AMD's latest commits to the LLVM GitHub repository include mentions of a new "GFX950" GPU—likely the firm's recently announced Instinct MI355X or the now-launched MI325X accelerators, per Phoronix. These patches push early enablement for the accelerators in LLVM - to better optimize the compiler back-end and improve software compatibility.
LLVM is a collection of modular tools and libraries that optimize code for specific hardware and architectures. It acts as a language-agnostic intermediary between high-level languages and machine code. AMD's latest commits to the LLVM repository feature a new GFX950 GPU. Going by Team Red's nomenclature, Phoronix suggests that this is likely the internal codename for the MI325X or MI350 (MI355X) accelerators - though the latter is more likely since the MI325X has been available since October.
Looking into the commits, we find that AMD has added support for the "v_prng_b32 instruction," - offering hardware acceleration for random number generation and MFMA (Matrix Fused Multiply-Add) instructions for matrix-related operations in machine learning. Additionally, there are mentions of "V_CVT_F32_BF16" instructions to convert FP32 numbers to the BF16 format, and the LDS (Local Data Share) memory has been increased to 160kB.
It is great to see that AMD is prepping its accelerators for launch and we should hear more news in the coming months - possibly at CES 2025 - as the official launch window draws near.
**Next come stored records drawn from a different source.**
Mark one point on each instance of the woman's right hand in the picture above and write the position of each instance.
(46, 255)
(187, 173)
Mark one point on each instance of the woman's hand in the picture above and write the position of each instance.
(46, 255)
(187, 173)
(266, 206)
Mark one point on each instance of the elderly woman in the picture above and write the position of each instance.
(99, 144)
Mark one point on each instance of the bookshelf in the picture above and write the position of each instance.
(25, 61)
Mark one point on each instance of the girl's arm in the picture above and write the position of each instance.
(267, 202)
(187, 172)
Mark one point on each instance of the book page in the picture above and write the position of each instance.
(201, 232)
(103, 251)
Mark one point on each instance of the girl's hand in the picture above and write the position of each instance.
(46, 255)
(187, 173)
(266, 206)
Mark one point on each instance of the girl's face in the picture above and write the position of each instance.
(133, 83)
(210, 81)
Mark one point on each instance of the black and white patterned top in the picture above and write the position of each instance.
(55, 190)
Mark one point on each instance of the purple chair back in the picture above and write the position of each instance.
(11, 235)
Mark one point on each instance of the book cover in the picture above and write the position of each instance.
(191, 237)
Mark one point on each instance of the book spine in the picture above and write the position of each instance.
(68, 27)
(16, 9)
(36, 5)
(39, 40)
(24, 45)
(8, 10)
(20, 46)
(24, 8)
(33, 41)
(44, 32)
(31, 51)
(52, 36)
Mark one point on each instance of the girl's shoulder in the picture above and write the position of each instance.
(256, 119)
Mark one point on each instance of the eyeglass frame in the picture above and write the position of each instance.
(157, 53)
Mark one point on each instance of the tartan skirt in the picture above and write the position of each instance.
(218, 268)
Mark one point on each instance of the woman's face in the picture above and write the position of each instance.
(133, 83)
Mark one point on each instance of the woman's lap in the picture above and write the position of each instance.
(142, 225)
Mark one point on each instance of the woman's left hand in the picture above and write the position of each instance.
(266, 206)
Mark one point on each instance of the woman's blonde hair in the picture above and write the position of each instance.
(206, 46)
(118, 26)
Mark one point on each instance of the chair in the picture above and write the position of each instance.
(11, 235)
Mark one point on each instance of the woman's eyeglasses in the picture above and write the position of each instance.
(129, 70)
The MI355X from the MI350 family boasts 288GB of HBM3E memory - fabricated on TSMC's N3 node with support for FP4 and FP6 data types. AMD touts an 80% uplift as compared to the MI325X in FP16 and FP8 computations.
These chips will go neck and neck against Nvidia's Blackwell B300 chips by Q2 or Q3 next year. As it stands, the MI355X is expected to deliver 9.2 PetaFLOPS of FP4 compute performance - on par with Nvidia's B200 offerings. AMD is ahead in terms of memory capacity - featuring 288GB of HBM3E - presumably across eight 12-Hi stacks which is 50% more than the B200 but rumored to be on par with the B300. However, Blackwell's debut has been marred by purported overheating issues and a design flaw - which could push volume B200 supply to Q1/Q2 2025.